High-throughput sequencing techniques generate large volumes of DNA sequencing data at ultra-fast speed and extremely low cost. As a consequence, sequencing techniques have become ubiquitous in biomedical research and are used in hundreds of genomic applications. Efficient data structures and algorithms have been developed to handle the large datasets produced by these techniques. The prevailing method to index DNA sequences in those data structures and algorithms is by k-mers (k-long substrings) known as minimizers. Minimizers are the smallest k-mers selected in every consecutive window of a fixed length in a sequence, where the smallest is determined according to a predefined order, e.g., lexicographic. Recently, a new k-mer order based on a universal hitting set (UHS) was suggested. While several studies have shown that orders based on a small UHS have improved properties, the utility of using a small UHS in high-throughput sequencing analysis tasks has not been demonstrated to date.

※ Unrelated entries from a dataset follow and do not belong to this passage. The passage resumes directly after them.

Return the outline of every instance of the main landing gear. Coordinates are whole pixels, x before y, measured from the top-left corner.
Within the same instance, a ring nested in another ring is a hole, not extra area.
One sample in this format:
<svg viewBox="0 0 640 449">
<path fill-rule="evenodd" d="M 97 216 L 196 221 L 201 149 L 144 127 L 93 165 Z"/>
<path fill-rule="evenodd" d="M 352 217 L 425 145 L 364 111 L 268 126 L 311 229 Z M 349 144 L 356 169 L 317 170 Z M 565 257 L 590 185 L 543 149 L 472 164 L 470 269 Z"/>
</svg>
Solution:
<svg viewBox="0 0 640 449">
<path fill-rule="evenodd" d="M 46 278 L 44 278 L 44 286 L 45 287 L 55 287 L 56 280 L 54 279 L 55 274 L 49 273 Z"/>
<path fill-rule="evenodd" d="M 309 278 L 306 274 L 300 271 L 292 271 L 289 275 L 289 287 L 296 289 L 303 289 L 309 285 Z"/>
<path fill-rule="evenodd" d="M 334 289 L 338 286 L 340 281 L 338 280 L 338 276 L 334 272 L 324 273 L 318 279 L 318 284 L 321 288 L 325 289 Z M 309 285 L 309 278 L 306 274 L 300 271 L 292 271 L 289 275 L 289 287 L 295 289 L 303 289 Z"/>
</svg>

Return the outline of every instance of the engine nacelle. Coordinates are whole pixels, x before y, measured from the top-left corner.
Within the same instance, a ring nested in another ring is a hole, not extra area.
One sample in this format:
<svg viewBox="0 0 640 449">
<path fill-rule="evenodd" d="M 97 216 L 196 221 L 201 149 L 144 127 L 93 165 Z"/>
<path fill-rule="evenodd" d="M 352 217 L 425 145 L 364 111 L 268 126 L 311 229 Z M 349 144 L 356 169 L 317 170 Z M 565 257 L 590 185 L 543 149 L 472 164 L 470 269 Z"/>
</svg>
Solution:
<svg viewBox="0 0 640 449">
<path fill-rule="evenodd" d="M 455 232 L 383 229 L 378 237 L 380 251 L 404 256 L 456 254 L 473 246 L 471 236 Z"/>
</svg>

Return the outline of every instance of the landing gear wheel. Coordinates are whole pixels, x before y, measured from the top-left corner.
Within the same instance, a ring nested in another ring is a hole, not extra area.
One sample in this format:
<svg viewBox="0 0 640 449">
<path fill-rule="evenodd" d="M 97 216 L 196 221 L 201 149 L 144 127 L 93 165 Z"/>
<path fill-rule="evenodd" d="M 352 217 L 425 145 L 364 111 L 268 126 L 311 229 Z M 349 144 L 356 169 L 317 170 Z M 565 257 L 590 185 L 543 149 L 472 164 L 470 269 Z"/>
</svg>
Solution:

Here, we demonstrate the practical benefit of UHSs for the first time, in the genome assembly task. Reconstructing a genome from billions of short reads is a fundamental task in high-throughput sequencing analyses. de Bruijn graph construction is a key step in genome assembly, which often requires very large amounts of memory and long computation time. A critical bottleneck lies in the partitioning of DNA sequences into bins. The sequences in each bin are assembled separately, and the final de Bruijn graph is constructed by merging the bin-specific subgraphs. We incorporated a UHS-based order in the bin partition step of the Minimum Substring Partitioning algorithm of Li et al. (2013). Using a UHS-based order instead of lexicographic- or random-ordered minimizers produced lower density minimizers with more balanced bin partitioning, which led to a reduction in both runtime and memory usage.
1 Introduction
Large amounts of DNA sequencing data are generated today in almost any biological or clinical study. Due to the low cost of sequencing, it has become standard to probe and measure molecular interactions and biomarkers using DNA read quantities [13]. Technologies based on high-throughput sequencing (HTS) have been developed for the major genomics tasks: genetic and structural variation detection, gene expression quantification, epigenomic signal quantification, protein binding measurements, and many more [5]. A first step in utilizing all these data types is the computational analysis of HTS data. Key challenges include read mapping to a reference genome, read compression, storing reads in a data structure for fast querying, and finding read overlaps. As a result, many computational methods were developed to analyze HTS data, and the development of new methods is ongoing [1].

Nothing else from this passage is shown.